How to Get a Refund on Property Tax Overpayment

Local governments calculate the property tax based on the value of your property. Typically, you can request a refund if there is an overage after the local tax office receives the full amount due for the year. If you live in a location that permits you to make payments on your tax bill, the tax office credits the overage to your next payment. Overpayment can occur because of a reduction in the value of your property after you paid your tax, calculation errors by the taxing department, a mistake by the taxpayer or double payment due to the taxpayer not realizing the lender paid the tax bill from an escrow account.

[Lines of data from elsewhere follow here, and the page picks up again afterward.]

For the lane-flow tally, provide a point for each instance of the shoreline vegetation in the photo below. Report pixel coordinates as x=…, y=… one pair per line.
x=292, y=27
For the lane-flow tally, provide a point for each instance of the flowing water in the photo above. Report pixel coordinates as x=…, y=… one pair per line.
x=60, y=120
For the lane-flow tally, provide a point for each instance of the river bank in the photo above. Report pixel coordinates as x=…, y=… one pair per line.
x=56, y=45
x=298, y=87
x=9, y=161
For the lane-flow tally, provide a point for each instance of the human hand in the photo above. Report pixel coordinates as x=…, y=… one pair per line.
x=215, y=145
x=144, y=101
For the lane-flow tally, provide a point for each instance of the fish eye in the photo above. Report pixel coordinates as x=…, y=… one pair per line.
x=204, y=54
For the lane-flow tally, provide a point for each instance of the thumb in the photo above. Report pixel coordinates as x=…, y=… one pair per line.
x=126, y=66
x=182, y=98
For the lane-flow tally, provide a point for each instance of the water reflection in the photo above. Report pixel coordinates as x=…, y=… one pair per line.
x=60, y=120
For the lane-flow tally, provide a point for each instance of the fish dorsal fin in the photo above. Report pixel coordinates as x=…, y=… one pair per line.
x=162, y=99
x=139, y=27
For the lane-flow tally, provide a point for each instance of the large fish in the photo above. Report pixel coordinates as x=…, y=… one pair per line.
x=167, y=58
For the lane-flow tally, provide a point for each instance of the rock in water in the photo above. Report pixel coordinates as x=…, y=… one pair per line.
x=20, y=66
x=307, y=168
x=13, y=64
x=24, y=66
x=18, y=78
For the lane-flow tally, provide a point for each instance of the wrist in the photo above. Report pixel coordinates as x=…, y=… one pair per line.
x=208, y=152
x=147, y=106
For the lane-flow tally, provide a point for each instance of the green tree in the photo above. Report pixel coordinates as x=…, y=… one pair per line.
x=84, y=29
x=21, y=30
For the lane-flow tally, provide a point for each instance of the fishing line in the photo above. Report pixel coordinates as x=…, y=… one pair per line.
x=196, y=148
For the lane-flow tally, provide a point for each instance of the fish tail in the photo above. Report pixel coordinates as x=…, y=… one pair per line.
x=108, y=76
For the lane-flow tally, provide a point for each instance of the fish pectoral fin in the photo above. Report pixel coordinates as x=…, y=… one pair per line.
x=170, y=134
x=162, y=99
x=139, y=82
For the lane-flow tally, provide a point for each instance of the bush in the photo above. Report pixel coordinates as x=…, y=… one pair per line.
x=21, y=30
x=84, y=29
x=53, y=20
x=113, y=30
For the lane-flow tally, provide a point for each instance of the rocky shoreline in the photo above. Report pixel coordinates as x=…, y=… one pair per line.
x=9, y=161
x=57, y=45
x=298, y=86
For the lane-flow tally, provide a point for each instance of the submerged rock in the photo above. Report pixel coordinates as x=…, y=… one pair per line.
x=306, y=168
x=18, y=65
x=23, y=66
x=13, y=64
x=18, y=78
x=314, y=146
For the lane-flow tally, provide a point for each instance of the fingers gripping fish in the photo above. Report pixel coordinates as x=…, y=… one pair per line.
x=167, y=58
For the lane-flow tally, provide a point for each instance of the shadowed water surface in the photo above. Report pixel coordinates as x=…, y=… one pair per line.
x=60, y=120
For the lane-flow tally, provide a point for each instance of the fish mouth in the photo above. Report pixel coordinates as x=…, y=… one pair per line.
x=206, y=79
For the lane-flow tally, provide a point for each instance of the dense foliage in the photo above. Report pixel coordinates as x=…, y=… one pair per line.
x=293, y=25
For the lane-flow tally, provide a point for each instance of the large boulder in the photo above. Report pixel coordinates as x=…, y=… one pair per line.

Contact your local tax collector's office to determine amount of tax owed. Ask the representative to look up how much you paid toward the tax to confirm any overpayment. If you live in a location that notifies you of an overage such as Montgomery County, Ohio, read the notice to learn the requirements for applying for a refund.

Request an application for a refund or a link to download an application.

Gather any documentation proving that you overpaid your property tax. This can include canceled checks, stamped receipts or your mortgage statement that shows your escrow information.

Complete the application and have it notarized if necessary. Tax collector offices such as in San Diego County, California require the seal of a notary public if the claim is over $500.

Mail the form to your local tax collector's office. Include any required proof with your application.


  • Make sure you sign and date your claim. Make copies of your application and documentation before mailing it.


  • You might lose your right to a refund if you do not place your claim within the time specified by your local tax collector's office.